Thursday, September 11, 2008
This is a glimpse of an old house on Gwynn's Island. Below is a glimpse into some of the words and sayings I've grown accustomed to here in Mathews. Both are a dying breed.
Not until I left Mathews and went to college did I realize how unusual some of our expressions are. I had no idea, for example, that saying someone or somebody was as ugly as a mud fence could cause confusion. My roommate looked stunned the first time I said it. Then she wanted to know what a mud fence was, and just how ugly was it? I confess I have no idea, and I never stopped to think about it before she asked.
My mother's mother, if she were alive, would have been 100 years old this past Monday. She had the most wonderful accent, but she also had a very unusual way of saying certain words. For example:
"Push" was pronounced poosh.
"Bush" was pronounced boosh.
As in, "Don't you dare poosh your sister into that boosh."

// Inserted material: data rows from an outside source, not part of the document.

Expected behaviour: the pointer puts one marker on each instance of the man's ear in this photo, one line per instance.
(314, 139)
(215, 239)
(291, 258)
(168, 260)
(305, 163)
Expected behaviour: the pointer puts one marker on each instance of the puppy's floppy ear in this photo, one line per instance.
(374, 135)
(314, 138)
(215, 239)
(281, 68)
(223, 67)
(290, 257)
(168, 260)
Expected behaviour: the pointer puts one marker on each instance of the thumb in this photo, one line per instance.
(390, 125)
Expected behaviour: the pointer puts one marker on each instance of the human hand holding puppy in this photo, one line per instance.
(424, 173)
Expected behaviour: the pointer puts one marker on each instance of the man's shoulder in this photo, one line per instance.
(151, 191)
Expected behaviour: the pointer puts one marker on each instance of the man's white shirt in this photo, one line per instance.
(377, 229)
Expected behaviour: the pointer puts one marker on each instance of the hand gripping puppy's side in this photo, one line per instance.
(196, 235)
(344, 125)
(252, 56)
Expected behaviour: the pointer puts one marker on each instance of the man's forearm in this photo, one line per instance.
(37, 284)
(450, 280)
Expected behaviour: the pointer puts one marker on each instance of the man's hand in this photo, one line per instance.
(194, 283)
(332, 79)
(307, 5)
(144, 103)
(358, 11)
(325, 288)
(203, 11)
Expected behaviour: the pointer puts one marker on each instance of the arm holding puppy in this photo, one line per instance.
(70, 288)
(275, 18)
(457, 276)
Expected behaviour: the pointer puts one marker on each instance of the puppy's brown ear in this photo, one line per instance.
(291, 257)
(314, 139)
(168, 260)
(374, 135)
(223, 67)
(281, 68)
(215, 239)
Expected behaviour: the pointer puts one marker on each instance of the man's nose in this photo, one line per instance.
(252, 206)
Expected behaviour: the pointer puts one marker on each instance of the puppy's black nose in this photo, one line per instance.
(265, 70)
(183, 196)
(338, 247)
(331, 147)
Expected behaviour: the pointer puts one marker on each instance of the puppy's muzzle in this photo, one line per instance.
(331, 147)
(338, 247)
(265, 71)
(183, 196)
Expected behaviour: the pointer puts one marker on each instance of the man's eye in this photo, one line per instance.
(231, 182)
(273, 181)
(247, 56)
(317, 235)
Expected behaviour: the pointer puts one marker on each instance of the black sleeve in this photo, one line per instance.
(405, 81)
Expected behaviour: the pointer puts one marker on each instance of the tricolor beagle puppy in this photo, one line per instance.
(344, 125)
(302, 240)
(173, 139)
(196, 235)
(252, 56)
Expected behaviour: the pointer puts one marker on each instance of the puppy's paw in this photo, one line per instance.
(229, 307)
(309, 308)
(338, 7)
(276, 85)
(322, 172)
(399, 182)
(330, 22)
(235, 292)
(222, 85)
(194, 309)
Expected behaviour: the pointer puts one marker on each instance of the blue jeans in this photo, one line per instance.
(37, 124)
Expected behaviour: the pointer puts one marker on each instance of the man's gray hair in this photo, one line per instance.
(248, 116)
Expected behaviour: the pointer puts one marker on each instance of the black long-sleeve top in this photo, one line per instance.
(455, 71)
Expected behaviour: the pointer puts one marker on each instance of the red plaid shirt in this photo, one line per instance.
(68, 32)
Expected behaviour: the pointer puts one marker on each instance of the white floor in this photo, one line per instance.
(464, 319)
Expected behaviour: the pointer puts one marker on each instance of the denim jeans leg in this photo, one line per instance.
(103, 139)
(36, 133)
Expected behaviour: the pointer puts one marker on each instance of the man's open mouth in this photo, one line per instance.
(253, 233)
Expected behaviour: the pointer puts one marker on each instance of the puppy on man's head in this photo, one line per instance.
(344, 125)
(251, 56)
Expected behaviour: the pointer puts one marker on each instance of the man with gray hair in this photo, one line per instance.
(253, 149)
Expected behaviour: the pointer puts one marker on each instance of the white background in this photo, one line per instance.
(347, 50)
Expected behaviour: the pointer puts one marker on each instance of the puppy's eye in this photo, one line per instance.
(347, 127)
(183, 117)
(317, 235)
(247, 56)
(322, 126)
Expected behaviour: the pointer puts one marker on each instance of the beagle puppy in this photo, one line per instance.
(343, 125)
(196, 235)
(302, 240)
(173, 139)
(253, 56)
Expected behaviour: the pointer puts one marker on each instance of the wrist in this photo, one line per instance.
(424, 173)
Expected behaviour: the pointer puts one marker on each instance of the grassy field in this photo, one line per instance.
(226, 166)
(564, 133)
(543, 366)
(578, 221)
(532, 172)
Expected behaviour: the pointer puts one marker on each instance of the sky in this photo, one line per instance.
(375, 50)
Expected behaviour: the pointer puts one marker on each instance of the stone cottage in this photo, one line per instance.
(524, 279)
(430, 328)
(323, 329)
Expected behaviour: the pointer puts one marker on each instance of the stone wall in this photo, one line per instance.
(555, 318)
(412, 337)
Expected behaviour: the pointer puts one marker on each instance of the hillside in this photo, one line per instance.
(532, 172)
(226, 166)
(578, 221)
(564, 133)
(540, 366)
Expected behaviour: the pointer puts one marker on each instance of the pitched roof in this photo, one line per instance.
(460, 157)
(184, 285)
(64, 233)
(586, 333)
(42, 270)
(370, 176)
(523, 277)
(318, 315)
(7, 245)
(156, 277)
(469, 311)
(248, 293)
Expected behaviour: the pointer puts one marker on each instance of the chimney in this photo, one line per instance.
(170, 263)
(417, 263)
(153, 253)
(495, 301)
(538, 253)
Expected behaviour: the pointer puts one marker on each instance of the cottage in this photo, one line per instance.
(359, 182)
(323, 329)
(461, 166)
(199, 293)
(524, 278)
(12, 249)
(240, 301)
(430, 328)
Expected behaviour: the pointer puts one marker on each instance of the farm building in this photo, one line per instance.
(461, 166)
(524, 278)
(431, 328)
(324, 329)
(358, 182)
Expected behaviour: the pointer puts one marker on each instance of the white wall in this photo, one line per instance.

I have to assume there were some Scottish or Irish folks that influenced that pronunciation, but it's quickly fading. I only rarely hear it any more.
Some other odd pronunciations coming from my mother and grandmother include:
Example: Predney that dunkey and hawse will need feedin'.
Folks from Mathews contribute to this colorful kaleidoscope of sayings and pronunciations. I have a friend who always said "mersure" instead of "measure." She'd say "warsh" instead of "wash." Other people I know would say "poncil" (almost with a French accent) instead of "pencil." Many people to this day pronounce "house" or "mouse" as with a long "o" sound. Like "hoe" with a light "s" on the end.
Some of the expressions I grew up with are:
I'm as serious as a heart attack. (Pretty darn serious.)
Your bedroom looks like Hooraw's nest. (It's a disaster. Who or what is Hooraw? A bird?)
Your hair looks like the cat's been suckin' on it all night long. (You need a rake to comb that hair.)
Those vegetables are no count. (They're no good.)
You can't swing a dead cat without hitting fruit flies in this kitchen. (You have a fruit fly infestation.)
That cookie is harder than a brick bat. (You couldn't get your teeth through it.)
This is but a small sampling. I'm sure not all of these are unique to this area, but I suspect some of them are.
I'd love to compile more of these sayings and quirky pronunciations from the local area, and if I had the time I'd go out and interview people. I'm feeling a little too lazy to do that at the moment. For anyone reading this who has not yet fallen asleep, I would love to hear about any local sayings or odd pronunciations in your neck of the woods.
Right now, though, I must go deal with that no-count fruit fly infestation before I blow a gasket. There's more of them in my kitchen than you can shake a fist at.